Mengintip Kisah Romantis Pembangunan Taj Mahal di India

Tentry Yudvi, Jurnalis · Kamis 16 Maret 2017 14:20 WIB
https: img.okezone.com content 2017 03 16 406 1644224 mengintip-kisah-romantis-pembangunan-taj-mahal-di-india-FWAulnBkt4.jpg Taj Mahal (foto: Shutterstock)

MENJADI salah satu situs warisan dunia, membuat Taj Mahal selalu dijadikan ikon dari negara India. Tentu saja istana megah ini menjadi atraksi turis paling diminati mancanegara.

Meski begitu, kemegahan istana Taj Mahal menyimpan kisah romantis yang bikin terharu. Di mana, bangunan didirikan oleh kaisar Shah Jahan yang hidup di zaman dinasti Mughai tahun 1632, yang dibuat untuk mendiang istrinya.

Shah Jahan sendiri merupakan kaisar yang mengatur India Utara sejak abad 16 hingga pertengahan abad ke 18. Setelah ayahnya meninggal Raja King Jahangir di tahun 1627, Shah Jahan memenangkan tahta setelah melawak kakaknya sendiri. Setelah merebut mahkota, ia pun menikah dengan Mumtaz Mahal di tahun 1612.

Setelah dikaruniai banyak anak, Mumtaz pun meninggal setelah melahirkan anak ke 14 mereka. Dari situ, Shah pun memerintahkan untuk membangun Mausoleum sepanjang sungai Tamuna dari istana pribadinya di Agra. Pembangunan kontruksinya sudah dimulai dari tahun 1963 dan dilanjutkan selama dua dekade.

Dalam pembangunan, ia mempekerjakan 20 ribu pekerja di India, Persia, Eripa dan kerajaan Ottoman dengan melibatkan 1.000 gajah yang dibeli untuk membawa bahan material demi kemegahan sebuah Mausoleum. Ia pun mendapuk Ustad Ahmad Lahouri sebagai kepala arsitektur bangunan.

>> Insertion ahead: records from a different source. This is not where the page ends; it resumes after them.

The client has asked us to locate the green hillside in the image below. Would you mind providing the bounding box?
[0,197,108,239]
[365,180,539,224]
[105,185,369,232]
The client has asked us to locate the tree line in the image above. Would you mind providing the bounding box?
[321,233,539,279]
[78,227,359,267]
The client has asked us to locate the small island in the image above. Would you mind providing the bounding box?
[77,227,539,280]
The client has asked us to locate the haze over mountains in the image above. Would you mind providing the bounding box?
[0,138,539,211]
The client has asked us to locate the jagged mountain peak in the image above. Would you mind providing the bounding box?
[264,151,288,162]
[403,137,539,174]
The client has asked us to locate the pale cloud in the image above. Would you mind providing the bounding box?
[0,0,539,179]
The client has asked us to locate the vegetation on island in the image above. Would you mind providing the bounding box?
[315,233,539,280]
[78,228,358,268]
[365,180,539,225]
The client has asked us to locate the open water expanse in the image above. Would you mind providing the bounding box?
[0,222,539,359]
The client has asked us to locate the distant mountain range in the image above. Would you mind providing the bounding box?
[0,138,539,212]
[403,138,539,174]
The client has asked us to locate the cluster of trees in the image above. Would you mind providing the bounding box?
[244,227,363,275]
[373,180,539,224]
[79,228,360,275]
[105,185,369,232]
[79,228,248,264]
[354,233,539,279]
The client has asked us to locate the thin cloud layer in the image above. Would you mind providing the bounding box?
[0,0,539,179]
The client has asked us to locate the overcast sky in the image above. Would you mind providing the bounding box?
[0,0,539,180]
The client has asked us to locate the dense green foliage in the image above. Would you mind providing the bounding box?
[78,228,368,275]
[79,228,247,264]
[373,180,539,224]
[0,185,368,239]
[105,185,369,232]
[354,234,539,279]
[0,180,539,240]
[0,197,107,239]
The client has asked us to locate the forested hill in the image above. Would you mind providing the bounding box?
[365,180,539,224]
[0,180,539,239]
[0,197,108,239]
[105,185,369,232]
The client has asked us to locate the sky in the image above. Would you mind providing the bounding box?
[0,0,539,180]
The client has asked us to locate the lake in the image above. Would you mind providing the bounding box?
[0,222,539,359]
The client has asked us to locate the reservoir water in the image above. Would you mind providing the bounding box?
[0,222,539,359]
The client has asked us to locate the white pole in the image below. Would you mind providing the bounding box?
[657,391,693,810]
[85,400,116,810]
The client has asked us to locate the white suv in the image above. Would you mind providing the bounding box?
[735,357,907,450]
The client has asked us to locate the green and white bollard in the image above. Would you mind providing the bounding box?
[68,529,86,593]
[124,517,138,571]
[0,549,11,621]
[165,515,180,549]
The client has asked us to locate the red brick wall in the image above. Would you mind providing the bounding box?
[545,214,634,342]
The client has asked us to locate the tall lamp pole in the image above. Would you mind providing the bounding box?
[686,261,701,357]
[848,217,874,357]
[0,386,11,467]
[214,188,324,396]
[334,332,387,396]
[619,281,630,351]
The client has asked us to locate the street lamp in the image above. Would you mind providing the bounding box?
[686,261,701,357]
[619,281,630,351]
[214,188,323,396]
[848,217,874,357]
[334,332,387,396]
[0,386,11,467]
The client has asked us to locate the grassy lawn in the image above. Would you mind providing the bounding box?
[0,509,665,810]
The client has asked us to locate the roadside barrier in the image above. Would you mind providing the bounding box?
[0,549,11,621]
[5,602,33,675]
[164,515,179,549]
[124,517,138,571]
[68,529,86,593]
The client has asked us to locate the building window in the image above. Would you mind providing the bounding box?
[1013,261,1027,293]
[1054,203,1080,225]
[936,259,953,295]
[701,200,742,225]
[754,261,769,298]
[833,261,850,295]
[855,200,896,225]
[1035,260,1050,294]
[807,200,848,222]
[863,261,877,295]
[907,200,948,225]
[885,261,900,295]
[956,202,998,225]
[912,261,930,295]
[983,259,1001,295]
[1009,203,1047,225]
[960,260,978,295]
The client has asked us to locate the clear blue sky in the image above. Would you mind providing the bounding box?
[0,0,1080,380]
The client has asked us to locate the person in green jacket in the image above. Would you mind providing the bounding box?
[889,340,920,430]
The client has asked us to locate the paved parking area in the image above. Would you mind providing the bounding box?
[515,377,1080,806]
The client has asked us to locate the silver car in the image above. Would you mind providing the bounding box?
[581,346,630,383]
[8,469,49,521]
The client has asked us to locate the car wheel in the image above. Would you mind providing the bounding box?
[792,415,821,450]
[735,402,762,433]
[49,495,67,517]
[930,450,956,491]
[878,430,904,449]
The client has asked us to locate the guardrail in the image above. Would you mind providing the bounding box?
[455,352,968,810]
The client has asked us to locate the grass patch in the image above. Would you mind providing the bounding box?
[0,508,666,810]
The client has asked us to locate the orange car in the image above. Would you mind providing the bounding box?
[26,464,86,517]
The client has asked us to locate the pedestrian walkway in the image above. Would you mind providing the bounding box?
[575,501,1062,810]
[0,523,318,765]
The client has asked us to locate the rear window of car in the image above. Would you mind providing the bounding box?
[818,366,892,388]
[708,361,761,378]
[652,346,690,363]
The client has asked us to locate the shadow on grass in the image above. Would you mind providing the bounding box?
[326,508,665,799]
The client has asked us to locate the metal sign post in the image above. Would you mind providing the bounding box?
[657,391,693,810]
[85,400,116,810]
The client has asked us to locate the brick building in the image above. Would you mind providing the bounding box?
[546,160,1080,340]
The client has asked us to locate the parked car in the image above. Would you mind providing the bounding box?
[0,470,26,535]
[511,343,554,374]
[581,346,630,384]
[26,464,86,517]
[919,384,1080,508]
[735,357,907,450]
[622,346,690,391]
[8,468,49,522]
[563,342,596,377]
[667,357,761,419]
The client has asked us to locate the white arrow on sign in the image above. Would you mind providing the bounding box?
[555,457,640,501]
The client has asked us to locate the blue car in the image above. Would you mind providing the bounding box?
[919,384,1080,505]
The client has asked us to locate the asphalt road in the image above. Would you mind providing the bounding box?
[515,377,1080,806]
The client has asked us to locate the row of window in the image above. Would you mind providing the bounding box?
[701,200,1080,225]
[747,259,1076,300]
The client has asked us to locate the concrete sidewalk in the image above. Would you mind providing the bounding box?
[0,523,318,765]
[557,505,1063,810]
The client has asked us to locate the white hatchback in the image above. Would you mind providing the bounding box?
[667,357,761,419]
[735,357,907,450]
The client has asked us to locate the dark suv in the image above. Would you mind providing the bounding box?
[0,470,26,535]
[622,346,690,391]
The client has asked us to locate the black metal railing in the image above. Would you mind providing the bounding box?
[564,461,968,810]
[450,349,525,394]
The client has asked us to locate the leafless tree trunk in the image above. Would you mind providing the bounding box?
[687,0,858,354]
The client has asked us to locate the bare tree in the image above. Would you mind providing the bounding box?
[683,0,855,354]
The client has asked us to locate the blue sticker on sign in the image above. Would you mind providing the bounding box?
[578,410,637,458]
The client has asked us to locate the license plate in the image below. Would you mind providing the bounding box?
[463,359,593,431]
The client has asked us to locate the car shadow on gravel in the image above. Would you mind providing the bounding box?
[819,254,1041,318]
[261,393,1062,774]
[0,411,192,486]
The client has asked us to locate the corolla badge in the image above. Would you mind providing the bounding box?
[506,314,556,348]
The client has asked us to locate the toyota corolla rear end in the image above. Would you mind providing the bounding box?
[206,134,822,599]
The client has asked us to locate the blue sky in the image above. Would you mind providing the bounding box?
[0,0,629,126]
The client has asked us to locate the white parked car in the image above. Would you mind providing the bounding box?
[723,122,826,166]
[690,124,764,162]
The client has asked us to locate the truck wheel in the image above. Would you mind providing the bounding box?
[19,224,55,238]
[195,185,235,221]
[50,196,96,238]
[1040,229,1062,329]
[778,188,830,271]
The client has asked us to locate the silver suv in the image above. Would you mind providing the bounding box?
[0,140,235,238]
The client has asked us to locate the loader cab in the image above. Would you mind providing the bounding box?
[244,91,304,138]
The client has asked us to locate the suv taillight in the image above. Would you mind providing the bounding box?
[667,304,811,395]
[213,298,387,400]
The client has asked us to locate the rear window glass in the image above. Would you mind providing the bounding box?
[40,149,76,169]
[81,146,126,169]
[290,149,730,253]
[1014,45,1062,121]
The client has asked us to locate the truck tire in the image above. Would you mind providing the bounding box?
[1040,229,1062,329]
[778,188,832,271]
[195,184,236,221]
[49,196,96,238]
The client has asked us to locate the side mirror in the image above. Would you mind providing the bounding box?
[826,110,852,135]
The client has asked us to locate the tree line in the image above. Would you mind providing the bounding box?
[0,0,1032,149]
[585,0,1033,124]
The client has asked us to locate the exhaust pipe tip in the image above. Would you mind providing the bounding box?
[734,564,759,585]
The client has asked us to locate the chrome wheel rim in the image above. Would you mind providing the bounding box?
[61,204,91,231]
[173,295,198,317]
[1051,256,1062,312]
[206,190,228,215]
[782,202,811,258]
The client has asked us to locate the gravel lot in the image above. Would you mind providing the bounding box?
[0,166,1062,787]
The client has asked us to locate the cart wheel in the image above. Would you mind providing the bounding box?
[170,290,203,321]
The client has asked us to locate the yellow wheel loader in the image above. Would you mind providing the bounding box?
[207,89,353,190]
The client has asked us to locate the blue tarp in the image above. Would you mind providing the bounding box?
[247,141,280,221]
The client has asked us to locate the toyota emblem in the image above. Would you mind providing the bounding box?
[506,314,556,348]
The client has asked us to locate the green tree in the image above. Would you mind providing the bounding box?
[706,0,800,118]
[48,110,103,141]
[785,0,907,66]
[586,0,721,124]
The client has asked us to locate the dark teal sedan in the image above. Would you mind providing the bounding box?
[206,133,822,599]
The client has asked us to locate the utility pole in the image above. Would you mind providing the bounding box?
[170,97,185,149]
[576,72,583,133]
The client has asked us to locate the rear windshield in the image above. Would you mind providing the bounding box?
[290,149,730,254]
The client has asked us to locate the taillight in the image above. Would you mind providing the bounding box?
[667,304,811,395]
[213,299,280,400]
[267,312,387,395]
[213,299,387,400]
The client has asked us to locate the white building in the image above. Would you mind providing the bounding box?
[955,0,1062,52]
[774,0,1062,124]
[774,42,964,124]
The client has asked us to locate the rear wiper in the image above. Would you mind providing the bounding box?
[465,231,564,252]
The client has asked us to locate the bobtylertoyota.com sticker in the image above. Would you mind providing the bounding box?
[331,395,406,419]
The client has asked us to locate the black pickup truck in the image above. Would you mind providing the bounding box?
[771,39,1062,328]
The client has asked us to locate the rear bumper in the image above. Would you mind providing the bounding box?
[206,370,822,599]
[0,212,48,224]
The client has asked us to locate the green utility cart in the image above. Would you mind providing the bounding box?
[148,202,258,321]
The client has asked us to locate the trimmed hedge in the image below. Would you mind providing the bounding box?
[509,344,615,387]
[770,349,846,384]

Tak hanya itu, bangunan juga meliputi marble inlaid, dengan semi bebatuan bumi, yang membentuk teknik pietra dura. Di kubah tengahnya tinggi menggapai 240 kaki atau sekitar 73 meter, dan dikelilingi oleh empat kubah kecil.

Lalu, bangunan megah itu dinamai dengan Taj Mahal untuk menghormati mendiang istri Mumtaz Mahal. Dan, hasilnya bangunan memiliki nilai arsitektur seni yang sangat kaya dengan campuran gaya Islam, dan Persia serta India.

Keindahan bangunan sampai saat ini masih bertahan selama ratusan tahun lamanya, bahkan turis bisa berkunjung ke sini. Begitulah sebagaimana dikutip dari History, Kamis (16/03/2017).